Wcześniej w poniedziałek nowy premier kraju Ranil Wickremesinghe przyznawał, że zapasy benzyny starczą na jeden dzień, a "najbliższe miesiące będą najtrudniejszymi w naszym życiu". Wickremesinghe przyznawał też w ostatnich dniach, że bank centralny będzie musiał dodrukowywać pieniądze na wypłaty dla sektora publicznego. Nie wykluczał też konieczności prywatyzacji państwowych linii lotniczych.
Na ulicach od tygodni odbywają się antyrządowe protesty. To w ich następstwie rząd zdecydował, że woli wstrzymać się ze spłatą zadłużenia zagranicznego, ale starać się zachować gotówkę na podstawowe towary.

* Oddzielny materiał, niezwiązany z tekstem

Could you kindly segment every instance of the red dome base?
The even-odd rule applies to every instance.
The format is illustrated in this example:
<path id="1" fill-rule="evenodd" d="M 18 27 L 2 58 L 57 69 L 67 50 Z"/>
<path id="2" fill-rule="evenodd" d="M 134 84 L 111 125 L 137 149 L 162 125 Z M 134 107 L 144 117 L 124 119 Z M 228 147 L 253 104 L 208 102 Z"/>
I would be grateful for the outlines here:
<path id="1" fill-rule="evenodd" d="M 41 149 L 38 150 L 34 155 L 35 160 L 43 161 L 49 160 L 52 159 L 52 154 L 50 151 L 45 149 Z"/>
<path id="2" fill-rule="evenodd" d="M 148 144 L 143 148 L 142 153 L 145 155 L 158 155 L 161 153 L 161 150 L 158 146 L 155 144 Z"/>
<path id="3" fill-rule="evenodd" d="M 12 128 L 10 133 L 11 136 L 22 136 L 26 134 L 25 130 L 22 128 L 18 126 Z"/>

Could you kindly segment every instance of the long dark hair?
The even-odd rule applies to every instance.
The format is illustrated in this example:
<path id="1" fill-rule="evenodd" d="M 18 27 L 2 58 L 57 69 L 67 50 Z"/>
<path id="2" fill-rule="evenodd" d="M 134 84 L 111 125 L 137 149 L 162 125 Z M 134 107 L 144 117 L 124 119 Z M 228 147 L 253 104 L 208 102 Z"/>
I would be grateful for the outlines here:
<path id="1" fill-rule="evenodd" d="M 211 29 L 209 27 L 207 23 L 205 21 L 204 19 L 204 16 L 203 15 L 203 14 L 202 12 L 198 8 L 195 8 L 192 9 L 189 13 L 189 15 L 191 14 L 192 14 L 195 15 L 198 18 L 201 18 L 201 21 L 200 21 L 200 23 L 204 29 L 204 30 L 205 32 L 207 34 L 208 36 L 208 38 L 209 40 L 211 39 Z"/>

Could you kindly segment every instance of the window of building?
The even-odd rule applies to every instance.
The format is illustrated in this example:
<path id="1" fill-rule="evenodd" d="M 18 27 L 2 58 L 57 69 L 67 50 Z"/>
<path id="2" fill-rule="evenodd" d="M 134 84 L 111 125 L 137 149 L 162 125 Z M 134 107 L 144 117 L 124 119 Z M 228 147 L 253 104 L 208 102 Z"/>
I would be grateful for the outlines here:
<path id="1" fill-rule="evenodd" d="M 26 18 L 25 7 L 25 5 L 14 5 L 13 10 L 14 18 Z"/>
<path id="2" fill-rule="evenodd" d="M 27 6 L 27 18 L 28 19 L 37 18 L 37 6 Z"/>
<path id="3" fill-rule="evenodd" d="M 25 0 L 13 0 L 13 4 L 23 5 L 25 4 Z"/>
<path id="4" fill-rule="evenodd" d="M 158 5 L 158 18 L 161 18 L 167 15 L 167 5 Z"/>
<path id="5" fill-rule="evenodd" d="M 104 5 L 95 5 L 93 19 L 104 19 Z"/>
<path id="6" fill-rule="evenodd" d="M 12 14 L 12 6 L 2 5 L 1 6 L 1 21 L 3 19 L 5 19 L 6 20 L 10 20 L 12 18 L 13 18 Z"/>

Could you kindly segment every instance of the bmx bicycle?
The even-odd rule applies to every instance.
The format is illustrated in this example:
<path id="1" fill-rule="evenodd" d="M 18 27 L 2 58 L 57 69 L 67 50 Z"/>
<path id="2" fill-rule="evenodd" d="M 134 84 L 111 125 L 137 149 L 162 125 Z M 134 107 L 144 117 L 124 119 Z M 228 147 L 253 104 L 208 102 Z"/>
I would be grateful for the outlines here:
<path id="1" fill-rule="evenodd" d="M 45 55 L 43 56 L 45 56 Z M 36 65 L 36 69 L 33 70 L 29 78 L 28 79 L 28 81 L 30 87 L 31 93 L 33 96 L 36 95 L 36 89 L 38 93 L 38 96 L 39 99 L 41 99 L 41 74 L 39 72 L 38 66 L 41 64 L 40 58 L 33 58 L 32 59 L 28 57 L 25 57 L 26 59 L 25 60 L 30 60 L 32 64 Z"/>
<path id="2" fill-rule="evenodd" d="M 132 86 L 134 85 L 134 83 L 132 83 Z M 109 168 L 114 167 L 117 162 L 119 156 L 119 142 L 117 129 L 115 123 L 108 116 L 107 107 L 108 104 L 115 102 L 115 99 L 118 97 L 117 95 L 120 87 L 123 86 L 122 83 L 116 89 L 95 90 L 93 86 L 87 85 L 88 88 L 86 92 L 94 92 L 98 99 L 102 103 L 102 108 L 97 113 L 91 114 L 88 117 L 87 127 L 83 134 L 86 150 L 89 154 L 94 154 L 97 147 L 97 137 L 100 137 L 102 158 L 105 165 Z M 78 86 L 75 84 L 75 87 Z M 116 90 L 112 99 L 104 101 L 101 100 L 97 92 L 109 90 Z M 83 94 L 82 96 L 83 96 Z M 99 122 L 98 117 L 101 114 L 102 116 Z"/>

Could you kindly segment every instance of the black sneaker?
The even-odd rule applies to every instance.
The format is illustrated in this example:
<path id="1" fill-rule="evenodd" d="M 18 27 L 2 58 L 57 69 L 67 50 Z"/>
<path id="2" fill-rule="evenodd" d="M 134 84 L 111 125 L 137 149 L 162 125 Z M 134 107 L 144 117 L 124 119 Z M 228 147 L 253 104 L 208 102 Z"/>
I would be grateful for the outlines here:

Był to jeszcze rząd premiera Mahindy Rajapaksy. Ten zrezygnował jednak z funkcji w zeszłym tygodniu po brutalnych starciach między zwolennikami rządu a jego przeciwnikami, w wyniku których zmarło w sumie dziewięć osób, a ponad 300 zostało rannych. Brat Mahindy Rajapaksy - Gotabaya Rajapaksa - jest obecnie prezydentem Sri Lanki.
Do kryzysu gospodarczego i wybuchu inflacji w Sri Lance doprowadzić miały m.in. pandemia koronawirusa, wzrosty cen ropy naftowej oraz nieodpowiedzialna polityka fiskalna władz.